As I argue in the intro to this book, the advent of general-purpose computers has altered the limitations of the human condition in ways both unforeseen and still poorly understood.

In the middle of the 20th century, something exceptional in the history of mankind happened: a universal tool was invented: the general-purpose computer. For the first time, any human could potentially become an inventor and solve arbitrarily complex problems using pictures of their thought processes projected as information patterns, ie. programs, without the cost of manufacturing new physical artifacts.

Although Charles Babbage can be acknowledged as the forefather of this artifact, the full scope of its generality was only understood by Turing at the start of the 20th century. Indeed, our current general-purpose computers approximating Turing’s abstract machine are one of only two ways that we currently know to make a computer that can compute most of what a human may want to compute; the other way being queue machines, invented later. Furthermore, when the computer is connected to input/output interfaces, it becomes interactive and can convert to and from phenomena of the physical world. Conversely, there is no known other way to assemble artifacts, other than those that can be described by interactive Turing and queue machines, which can compute most of what humans can think of in a way that can influence, or can be influenced by, physical phenomena.

Obviously one does not need to invoke Alan Turing nor his thoughts when building a device that accomplishes a specific task. Census count machines reading punched cards were built and used successfully long before Turing was born. The reason why Turing’s contribution was remarkable is that it created theoretical confidence that a general-purpose hardware platform could be successfully reused, after it is fabricated, to solve problems not defined yet, and thus guaranteeing perpetual employment for software creators.

This confidence stems from the formal thesis of Alonzo Church and Alan Turing on computability–although it really comes from collective work with Post, Kleene and Gödel, cf. `The undecidable <http://isbndb.com/d/book/the_undecidable.html>`__ by Martin Davis for the full story–which establishes that all expressible formulas of arithmetic, which by definition are all possible computations that humans can phrase intelligibly ever (NB: computations (computable functions) are a subset of all functions that can be phrased by humans. In particular there exist intelligibly phraseable non-computable functions, such as the `busy beaver function <http://www.alcatel-lucent.com/bstj/vol41-1962/articles/bstj41-3-877.pdf>`__), can be computed by either an abstract Turing machine, Church’s λ-calculus or partial recursive mathematical functions. (It further establishes that neither of these formalisms can compute anything more, that is, everything we can compute using either can be described by an intelligible, valid formula of arithmetic; but this point is irrelevant here. See G.E.B. by D. Hofstadter for an accessible review of the theoretical and practical consequences.) Moreover, when the machine is universal, the function it computes can become a run-time input, ie. software, while preserving the full generality of the model. Because of this, a hardware platform that resembles a universal Turing machine gives us confidence that it can be reused in the future by new software to solve problems that have not been formulated yet. Since the only conceptual difference between a universal Turing machine and a concrete implementation is the finiteness of storage capacity (vs. the infinite length of Turing’s tape), it is possible to approximate the abstract machine increasingly accurately by simply adding more addresses to the storage, which seems to be technically tractable for the foreseeable future.

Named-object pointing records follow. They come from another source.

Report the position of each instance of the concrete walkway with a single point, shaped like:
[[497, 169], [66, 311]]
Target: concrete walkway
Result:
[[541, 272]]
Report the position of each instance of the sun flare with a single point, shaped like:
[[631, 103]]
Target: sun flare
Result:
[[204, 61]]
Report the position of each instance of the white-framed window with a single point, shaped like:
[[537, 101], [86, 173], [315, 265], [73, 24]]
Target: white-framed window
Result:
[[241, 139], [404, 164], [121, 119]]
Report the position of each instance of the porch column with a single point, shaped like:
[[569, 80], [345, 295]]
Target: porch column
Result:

This is the crux of what general-purpose computing is about: design and build a hardware platform now, with reasonable confidence founded in logic that they can be used to solve future problems in software.

Since then, other formalisms distinct from Turing machines and λ-calculus have been developed and subsequently proven to be Turing complete, that is, at least as powerful as Turing machines. The models that have received most attention are queue machines (mentioned above), graph reduction machines able to reduce terms of λ-calculus, register-based variations on the Turing machine, the π-calculus, and specific initial states of cellular automata. Any of these models can be made universal, ie. programmable via software, by modeling a single-function machine whose behavior is to read a program from an input device and then evaluate it. They can furthermore be made interactive, ie. connected to the physical world, by introducing basic actions in their evaluation rules that effect external interactions. However, the only computing artifacts built so far have been either Turing-like (register machines) or queue-like (stack machines). All implementations of other formally as powerful models have only existed as simulations of their semantics in programs running on hardware devices that can be primarily described as register or stack machines. It is the Turing-completeness of these specific two models that guarantees the future utility of the constructed artifacts.